8 Ways Bankers Can Avoid Social Engineering Attacks

Spotting suspicious activity isn’t always as simple as you’d hope, but there are steps you can take to avoid falling victim to hackers and their attacks.

1: Verify the sender before opening or downloading attachments

Never be too quick to open attached files or links in an email or message. Before you click anything, ensure that the address that it came from is safe and trusted.

2: Always check and verify the source

If you receive a message that is confusing, or an answer to a question you didn’t ask, verify the source in a different communication channel than you received it. Call, physically walk over, or message via a company chat program to confirm that your coworker or boss truly sent a message.
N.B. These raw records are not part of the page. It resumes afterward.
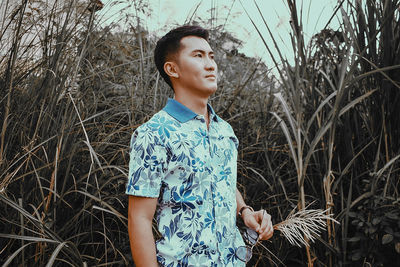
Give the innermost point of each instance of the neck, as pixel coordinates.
(197, 104)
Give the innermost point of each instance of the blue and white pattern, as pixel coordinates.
(192, 172)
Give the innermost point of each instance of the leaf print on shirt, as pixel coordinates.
(224, 173)
(184, 199)
(198, 165)
(173, 226)
(209, 221)
(200, 137)
(162, 126)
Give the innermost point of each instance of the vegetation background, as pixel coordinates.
(322, 132)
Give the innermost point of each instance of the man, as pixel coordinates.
(183, 168)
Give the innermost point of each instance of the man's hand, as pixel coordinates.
(259, 221)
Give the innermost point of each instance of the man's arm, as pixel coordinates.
(140, 215)
(260, 220)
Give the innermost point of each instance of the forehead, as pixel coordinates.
(192, 43)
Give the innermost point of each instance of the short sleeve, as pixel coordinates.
(146, 164)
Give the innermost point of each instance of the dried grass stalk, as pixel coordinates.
(304, 225)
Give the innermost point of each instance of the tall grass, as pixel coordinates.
(339, 126)
(73, 91)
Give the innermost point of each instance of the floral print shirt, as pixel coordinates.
(192, 172)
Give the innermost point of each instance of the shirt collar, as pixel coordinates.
(182, 113)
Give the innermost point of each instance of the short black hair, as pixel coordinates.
(170, 44)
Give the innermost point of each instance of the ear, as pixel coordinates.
(171, 69)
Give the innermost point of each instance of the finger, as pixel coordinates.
(267, 234)
(252, 222)
(264, 222)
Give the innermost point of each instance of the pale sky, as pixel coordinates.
(166, 14)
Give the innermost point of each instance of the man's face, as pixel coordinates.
(196, 66)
3: Don’t let strangers use company-issued devices

Criminals will take every opportunity to exploit human behavior to get their hands on valuable data, and one of the best ways to prevent this is by not handing it to them directly through your company devices. Never let anyone –most especially strangers—have access to these devices not for any reason.

4: Use multi-factor authentication

Multi-factor authentication can make it nearly impossible for attackers to access your data if they come from a remote location. Without going through a series of identity authentication processes, they cannot gain access to your data. While many social engineering attacks may successfully convince you to share one credential, it is unusual to share multiple, and impossible to share your biometrics.
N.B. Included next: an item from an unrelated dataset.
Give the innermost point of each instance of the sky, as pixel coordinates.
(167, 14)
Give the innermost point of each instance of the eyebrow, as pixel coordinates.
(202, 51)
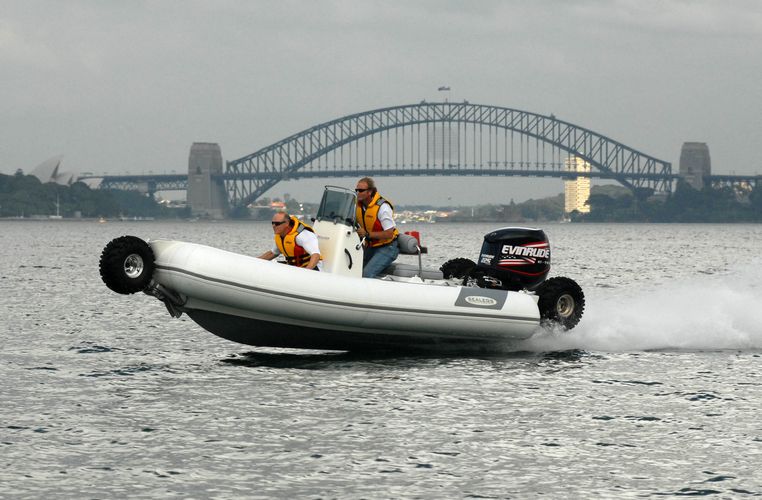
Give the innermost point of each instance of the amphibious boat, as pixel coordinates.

5: Ignore and block requests for your credentials

Major companies and clients will never ask for your credentials under any circumstances. If you encounter such a message, it is best to block that contact and report it to your IT department. If shared credentials are necessary for work applications, an encrypted password manager can be a secure way to accommodate that need.

6: Create a filter to remove spam automatically

If you often receive emails or messages from suspicious accounts, you can create a filter in your inbox to automatically delete these messages. This can help you avoid suspicious links and malware that can make your network vulnerable.

7: Block suspicious websites from your network

A quick way to prevent social engineering attacks is by blocking access to their domains on your network via web content filtering. Through this, you and other people in your handling personnel don’t accidentally access the site and download malicious files.

8: Always report suspicious emails and activity

If you come across any suspicious accounts or domains, it is always best to report these right away. This will alert others and minimize damages that may occur.

Be Aware and Stay Alert

Falling for social engineering attacks can lead to disastrous consequences for an organization that handles finances and sensitive data. Therefore, it is vital to gain awareness of these events so that you can take preventative measures against them.